La sensación de distensión abdominal progresiva acompañada de dolor puede tener múltiples causas, desde trastornos funcionales benignos hasta condiciones médicas graves que requieren evaluación inmediata. Es fundamental no ignorar este síntoma, especialmente si el aumento del tamaño abdominal es observable o medible, ya que puede indicar acumulación de líquido (ascitis), distensión gaseosa persistente, tumefacción por masa abdominal (como tumores sólidos o quísticos), hepatomegalia, esplenomegalia o incluso obstrucción intestinal parcial.

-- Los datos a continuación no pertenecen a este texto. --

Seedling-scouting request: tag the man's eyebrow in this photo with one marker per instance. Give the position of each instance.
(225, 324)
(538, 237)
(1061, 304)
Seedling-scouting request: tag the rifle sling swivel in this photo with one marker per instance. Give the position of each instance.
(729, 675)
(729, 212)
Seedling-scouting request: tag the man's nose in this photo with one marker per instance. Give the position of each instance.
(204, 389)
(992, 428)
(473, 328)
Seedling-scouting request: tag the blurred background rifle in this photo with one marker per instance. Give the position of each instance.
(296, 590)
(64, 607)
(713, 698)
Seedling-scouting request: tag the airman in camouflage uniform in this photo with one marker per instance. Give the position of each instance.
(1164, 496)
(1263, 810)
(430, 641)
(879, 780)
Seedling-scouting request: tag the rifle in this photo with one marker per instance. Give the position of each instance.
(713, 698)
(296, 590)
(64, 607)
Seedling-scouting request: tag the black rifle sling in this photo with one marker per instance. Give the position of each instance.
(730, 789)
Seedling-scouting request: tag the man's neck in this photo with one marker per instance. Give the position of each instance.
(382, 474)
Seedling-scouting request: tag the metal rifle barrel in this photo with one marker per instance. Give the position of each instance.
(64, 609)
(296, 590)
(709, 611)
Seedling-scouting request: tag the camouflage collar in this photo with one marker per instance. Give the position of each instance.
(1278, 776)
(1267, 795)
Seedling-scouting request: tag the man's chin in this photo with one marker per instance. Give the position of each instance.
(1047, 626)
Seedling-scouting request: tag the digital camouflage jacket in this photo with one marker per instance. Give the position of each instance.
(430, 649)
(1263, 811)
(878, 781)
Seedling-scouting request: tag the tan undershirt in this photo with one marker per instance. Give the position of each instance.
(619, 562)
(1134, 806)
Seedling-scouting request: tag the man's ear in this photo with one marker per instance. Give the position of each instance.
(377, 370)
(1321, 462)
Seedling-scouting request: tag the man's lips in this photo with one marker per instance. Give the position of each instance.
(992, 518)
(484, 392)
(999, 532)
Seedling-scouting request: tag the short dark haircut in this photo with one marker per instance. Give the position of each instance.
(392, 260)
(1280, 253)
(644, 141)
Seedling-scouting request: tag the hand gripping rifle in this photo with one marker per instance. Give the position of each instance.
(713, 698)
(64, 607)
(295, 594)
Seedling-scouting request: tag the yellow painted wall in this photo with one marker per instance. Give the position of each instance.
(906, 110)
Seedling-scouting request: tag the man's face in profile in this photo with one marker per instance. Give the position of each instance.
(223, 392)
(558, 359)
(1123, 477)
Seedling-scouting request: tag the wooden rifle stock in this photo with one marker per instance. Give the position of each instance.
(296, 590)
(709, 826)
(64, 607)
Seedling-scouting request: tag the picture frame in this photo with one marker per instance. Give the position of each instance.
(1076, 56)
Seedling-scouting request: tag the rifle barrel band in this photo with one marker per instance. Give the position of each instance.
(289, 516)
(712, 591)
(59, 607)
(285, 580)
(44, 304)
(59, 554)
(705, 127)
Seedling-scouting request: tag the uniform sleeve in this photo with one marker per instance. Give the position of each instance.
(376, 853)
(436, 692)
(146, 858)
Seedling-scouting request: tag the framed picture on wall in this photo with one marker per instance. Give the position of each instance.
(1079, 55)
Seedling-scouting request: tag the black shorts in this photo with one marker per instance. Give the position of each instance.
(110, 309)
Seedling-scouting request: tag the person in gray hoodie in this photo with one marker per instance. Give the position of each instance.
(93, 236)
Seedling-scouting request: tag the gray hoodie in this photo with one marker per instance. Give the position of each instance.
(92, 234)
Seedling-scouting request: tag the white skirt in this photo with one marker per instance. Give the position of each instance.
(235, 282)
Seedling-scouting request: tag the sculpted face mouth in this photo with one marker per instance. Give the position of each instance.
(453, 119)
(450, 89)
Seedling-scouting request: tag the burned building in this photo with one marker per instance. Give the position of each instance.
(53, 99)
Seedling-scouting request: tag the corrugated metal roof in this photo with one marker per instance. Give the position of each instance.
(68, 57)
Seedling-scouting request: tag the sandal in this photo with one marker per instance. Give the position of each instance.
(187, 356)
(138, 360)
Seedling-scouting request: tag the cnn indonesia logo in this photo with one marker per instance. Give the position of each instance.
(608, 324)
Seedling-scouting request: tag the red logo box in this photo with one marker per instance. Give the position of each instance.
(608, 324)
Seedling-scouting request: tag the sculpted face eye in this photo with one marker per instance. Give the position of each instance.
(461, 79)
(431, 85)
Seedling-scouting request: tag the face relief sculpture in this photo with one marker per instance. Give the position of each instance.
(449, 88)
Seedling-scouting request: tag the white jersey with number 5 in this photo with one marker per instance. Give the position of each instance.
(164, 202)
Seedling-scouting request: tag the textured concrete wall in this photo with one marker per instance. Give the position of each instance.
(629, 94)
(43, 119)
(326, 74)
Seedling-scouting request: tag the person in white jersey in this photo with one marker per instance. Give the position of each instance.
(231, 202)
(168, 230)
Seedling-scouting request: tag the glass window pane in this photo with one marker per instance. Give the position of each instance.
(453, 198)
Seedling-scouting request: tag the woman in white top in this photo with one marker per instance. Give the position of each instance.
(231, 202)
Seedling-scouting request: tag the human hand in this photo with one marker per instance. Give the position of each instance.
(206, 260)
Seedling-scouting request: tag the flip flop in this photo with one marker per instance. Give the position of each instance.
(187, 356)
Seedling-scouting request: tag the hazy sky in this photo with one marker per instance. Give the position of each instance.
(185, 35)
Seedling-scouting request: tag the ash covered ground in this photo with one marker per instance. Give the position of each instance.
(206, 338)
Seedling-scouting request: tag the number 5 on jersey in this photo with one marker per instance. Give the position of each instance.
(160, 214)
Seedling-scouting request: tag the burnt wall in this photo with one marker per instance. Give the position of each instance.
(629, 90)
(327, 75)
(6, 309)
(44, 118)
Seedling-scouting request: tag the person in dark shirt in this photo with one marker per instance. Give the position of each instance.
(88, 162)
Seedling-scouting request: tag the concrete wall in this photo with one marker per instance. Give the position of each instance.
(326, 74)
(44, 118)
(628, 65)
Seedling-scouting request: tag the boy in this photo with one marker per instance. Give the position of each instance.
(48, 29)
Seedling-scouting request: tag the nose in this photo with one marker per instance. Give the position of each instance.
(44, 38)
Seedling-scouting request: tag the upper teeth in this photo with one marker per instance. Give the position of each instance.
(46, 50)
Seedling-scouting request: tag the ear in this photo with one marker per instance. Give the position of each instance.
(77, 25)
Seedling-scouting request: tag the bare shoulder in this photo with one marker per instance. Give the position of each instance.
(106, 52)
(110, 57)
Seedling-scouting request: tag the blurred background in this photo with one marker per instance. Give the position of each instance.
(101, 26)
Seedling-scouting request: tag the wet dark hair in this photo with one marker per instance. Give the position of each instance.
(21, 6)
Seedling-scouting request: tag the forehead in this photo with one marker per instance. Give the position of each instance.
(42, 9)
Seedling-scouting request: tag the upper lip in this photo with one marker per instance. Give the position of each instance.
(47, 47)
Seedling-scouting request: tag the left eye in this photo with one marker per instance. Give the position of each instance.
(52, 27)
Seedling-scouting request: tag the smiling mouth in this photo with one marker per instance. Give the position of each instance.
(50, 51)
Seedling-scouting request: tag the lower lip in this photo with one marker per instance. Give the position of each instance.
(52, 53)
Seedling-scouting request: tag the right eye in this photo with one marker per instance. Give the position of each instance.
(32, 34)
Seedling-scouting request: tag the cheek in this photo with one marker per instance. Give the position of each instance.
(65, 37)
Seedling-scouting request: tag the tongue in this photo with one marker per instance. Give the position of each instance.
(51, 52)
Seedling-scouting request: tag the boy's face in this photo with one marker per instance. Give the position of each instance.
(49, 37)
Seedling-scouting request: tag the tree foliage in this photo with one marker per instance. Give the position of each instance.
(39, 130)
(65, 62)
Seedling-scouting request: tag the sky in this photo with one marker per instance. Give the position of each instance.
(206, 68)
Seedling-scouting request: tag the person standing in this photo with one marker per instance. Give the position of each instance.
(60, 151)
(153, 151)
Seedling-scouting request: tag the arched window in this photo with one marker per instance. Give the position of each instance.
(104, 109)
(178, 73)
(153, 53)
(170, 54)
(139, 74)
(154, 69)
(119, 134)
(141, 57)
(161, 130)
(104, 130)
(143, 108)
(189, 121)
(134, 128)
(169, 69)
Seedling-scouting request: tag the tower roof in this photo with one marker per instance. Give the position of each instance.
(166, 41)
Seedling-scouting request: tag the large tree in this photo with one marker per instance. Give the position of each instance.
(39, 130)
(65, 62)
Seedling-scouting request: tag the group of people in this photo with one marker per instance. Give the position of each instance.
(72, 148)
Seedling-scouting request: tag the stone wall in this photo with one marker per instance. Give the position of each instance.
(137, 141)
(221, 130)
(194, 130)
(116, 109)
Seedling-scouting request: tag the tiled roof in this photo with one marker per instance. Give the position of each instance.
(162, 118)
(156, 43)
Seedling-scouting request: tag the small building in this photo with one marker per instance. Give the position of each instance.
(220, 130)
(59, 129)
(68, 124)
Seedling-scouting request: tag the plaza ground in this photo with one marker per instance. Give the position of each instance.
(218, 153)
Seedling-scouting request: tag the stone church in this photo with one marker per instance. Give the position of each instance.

Entre las causas más frecuentes se incluyen: trastornos funcionales como el síndrome del intestino irritable (con distensión asociada a alteraciones en la motilidad y fermentación colónica), intolerancias alimentarias (por ejemplo, a la lactosa o fructosa), sobrecarga de fibra o ingesta excesiva de alimentos fermentables. También deben descartarse patologías orgánicas como enfermedad inflamatoria intestinal (colitis ulcerosa o enfermedad de Crohn), estenosis o tumores digestivos, insuficiencia hepática con ascitis, o neoplasias intraabdominales (ováricas, gástricas, colorrectales o metastásicas).
Es indispensable realizar una evaluación clínica integral: anamnesis detallada (duración, ritmo de aparición, relación con la ingesta, evacuaciones, menstruación, pérdida de peso, fiebre), exploración física (percusión y palpación abdominal, búsqueda de signos de ascitis como ondas líquidas o matidez móvil) y pruebas complementarias según sospecha diagnóstica: analítica sanguínea completa, función hepática, proteínas totales y albúmina, amilasa y lipasa, marcadores tumorales (CA-125, CEA, CA 19.9), ecografía abdominal (primera línea para valorar líquido libre, órganos parenquimatosos y masas), y eventualmente tomografía computarizada o resonancia magnética.
Ante cualquier distensión abdominal progresiva —especialmente si se asocia a pérdida de peso inexplicada, anorexia, vómitos persistentes, sangrado digestivo, fiebre o alteraciones del ritmo intestinal— se recomienda acudir de forma urgente al servicio de gastroenterología o medicina interna para descartar patología grave. El diagnóstico temprano mejora significativamente el pronóstico, particularmente en enfermedades oncológicas o descompensaciones hepáticas avanzadas.